The project will also investigate the value of a micro-sized EV as a household battery as well as issues related to city planning including infrastructure.

As per previous announcements, Honda has signed comprehensive agreements with Kumamoto Prefecture and Miyakojima City in Okinawa Prefecture respectively to conduct field tests, and details are currently being discussed. Adding the City of Saitama, Honda will work together sequentially from this fall with these three local governments to conduct projects that accommodate the uniqueness of each region.

The Micro Commuter Prototype β is a micro-sized short-distance transportation EV developed in consideration of the vehicle categories for micro-sized mobility products that are currently being discussed under the initiative of the MLIT in Japan, as well as for regulations for the L7 category in Europe.

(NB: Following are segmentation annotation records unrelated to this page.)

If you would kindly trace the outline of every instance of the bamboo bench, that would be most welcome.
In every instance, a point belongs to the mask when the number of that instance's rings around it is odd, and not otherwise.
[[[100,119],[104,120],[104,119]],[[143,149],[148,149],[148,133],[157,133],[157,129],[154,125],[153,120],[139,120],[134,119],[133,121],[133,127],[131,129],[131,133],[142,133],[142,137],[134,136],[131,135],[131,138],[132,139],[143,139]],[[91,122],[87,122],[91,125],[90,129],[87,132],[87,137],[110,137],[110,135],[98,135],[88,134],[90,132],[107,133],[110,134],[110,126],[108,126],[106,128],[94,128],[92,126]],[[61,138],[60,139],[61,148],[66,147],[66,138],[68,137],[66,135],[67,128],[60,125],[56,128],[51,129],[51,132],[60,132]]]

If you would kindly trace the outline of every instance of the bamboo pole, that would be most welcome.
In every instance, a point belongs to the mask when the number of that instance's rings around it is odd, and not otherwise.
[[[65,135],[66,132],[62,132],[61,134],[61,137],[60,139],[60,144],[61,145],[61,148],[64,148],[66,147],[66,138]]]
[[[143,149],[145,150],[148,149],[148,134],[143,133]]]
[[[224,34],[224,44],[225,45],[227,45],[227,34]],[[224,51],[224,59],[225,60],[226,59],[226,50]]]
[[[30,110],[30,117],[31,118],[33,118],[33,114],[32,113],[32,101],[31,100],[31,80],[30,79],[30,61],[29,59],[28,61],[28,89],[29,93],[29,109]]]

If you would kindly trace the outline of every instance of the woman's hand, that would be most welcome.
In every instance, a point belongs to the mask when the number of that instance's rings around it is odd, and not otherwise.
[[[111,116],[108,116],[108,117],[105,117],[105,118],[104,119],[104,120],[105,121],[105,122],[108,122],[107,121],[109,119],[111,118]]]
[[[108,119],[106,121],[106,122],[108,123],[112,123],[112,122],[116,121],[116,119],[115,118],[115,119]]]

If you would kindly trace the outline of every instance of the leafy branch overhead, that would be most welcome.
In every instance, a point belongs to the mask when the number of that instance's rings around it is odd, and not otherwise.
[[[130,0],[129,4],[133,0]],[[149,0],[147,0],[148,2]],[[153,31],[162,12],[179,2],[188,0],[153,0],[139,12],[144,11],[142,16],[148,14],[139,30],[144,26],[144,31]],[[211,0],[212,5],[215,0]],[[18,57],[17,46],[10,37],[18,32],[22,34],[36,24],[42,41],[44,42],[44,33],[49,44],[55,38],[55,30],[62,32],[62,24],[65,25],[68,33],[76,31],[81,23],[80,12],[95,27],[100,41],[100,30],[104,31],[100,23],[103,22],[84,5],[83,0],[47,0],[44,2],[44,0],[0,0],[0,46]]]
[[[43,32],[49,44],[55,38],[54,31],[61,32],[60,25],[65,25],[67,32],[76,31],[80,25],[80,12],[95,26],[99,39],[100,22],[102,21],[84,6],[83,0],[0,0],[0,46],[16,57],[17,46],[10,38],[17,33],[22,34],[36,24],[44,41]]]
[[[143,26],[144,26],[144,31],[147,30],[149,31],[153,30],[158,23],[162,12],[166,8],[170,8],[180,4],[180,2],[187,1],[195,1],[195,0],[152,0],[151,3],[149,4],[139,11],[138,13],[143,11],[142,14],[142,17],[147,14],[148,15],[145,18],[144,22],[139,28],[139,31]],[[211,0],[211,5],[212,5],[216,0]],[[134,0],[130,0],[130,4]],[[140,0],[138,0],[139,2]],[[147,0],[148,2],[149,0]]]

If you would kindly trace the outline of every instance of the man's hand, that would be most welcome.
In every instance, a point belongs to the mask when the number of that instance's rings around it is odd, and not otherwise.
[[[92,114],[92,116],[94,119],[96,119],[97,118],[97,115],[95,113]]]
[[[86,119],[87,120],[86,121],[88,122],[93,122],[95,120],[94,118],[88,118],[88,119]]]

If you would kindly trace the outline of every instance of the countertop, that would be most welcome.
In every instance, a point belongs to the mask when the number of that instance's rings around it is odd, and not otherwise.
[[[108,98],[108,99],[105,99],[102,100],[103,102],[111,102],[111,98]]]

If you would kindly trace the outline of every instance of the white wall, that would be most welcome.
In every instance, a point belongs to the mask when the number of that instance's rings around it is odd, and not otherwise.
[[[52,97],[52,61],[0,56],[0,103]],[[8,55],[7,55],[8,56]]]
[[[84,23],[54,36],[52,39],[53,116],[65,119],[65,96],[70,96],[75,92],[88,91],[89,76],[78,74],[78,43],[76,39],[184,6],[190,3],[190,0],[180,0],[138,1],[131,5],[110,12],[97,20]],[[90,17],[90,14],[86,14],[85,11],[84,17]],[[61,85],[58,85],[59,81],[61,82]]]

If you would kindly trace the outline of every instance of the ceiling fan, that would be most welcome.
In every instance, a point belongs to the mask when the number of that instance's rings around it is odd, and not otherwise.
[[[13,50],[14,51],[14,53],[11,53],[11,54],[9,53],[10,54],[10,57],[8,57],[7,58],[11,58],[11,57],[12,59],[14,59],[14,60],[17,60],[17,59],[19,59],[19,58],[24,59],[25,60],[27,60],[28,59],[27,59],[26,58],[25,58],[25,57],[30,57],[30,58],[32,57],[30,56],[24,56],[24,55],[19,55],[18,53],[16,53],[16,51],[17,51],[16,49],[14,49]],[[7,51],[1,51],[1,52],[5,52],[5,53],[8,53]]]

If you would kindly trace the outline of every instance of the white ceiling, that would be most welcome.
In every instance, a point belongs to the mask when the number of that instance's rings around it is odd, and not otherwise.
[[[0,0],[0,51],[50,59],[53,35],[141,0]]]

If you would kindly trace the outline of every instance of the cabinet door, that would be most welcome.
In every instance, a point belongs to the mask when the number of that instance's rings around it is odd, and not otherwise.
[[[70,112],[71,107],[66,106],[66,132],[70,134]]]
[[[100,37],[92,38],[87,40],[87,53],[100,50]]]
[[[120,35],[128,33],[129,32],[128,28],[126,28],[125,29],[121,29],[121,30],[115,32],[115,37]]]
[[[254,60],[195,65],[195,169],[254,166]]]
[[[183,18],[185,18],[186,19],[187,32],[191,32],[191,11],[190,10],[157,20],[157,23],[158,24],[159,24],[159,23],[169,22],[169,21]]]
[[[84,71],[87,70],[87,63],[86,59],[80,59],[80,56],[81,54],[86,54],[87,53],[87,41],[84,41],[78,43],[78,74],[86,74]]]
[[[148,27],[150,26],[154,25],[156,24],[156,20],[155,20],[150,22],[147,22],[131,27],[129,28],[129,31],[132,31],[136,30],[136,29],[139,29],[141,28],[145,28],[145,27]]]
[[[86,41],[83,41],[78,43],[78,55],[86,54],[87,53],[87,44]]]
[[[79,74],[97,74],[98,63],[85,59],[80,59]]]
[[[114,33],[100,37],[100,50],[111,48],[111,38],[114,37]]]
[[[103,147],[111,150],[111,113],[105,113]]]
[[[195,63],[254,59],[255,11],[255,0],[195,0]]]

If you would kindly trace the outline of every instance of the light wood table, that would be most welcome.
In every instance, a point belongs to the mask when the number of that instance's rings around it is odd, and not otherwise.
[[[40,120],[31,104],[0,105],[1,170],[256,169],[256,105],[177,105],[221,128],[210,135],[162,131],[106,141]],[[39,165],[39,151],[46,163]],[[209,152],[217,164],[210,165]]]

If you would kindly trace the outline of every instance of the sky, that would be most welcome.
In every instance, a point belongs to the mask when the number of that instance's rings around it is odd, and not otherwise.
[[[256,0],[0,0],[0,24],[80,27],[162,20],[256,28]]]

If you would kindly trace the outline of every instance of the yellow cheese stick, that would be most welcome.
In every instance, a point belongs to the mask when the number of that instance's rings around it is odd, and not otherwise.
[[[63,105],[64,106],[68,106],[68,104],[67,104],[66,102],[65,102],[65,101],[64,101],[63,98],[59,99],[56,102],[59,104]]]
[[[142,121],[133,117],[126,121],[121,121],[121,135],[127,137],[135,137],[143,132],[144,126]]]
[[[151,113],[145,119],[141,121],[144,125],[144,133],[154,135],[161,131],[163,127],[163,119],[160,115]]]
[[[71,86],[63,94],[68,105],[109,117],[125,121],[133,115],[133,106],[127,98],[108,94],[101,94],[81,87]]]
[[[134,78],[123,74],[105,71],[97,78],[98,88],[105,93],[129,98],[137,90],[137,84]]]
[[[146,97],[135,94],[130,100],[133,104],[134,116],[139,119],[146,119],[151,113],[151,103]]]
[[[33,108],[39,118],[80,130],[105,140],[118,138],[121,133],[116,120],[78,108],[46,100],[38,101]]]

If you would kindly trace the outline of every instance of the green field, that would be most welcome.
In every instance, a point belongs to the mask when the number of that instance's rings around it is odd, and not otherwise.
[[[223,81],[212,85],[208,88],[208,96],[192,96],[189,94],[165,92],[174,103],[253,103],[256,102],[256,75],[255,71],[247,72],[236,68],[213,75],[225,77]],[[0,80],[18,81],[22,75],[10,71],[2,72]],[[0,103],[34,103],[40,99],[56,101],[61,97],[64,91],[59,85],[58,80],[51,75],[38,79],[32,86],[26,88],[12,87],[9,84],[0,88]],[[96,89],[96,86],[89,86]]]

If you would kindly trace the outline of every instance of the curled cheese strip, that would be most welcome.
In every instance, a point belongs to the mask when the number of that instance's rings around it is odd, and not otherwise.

The adoption of the Variable Design Platform enabled the location of key components such as the battery, motor and control unit under the floor and in the rear space to concentrate the vehicle driving functions into a compact space. This made it comparatively easier to develop and produce different body and interior types which accommodate various uses and needs of customer than existing vehicles. For this testing, Honda will provide two-occupant (one driver/one passenger) models.



It really comes down to a histogram of daily distances driven to see how many people could get by with 20, 30, 40, 50 miles charge [IMO]

The problem here is between what people actually drive (which is probably quite small (especially old people), and what people think they aught to be able to drive, which could be a lot larger.

They should include a token to swap the EV for a similar ICE a couple of times a year - this should be enough to put people's minds to rest (without larger batteries).

You could get all the paperwork done in advance when you get the car first, this would make a swap really easy to do.

The advantage of this solution is that it is an administrative, rather than an engineering solution, and so requires less R&D costs and time.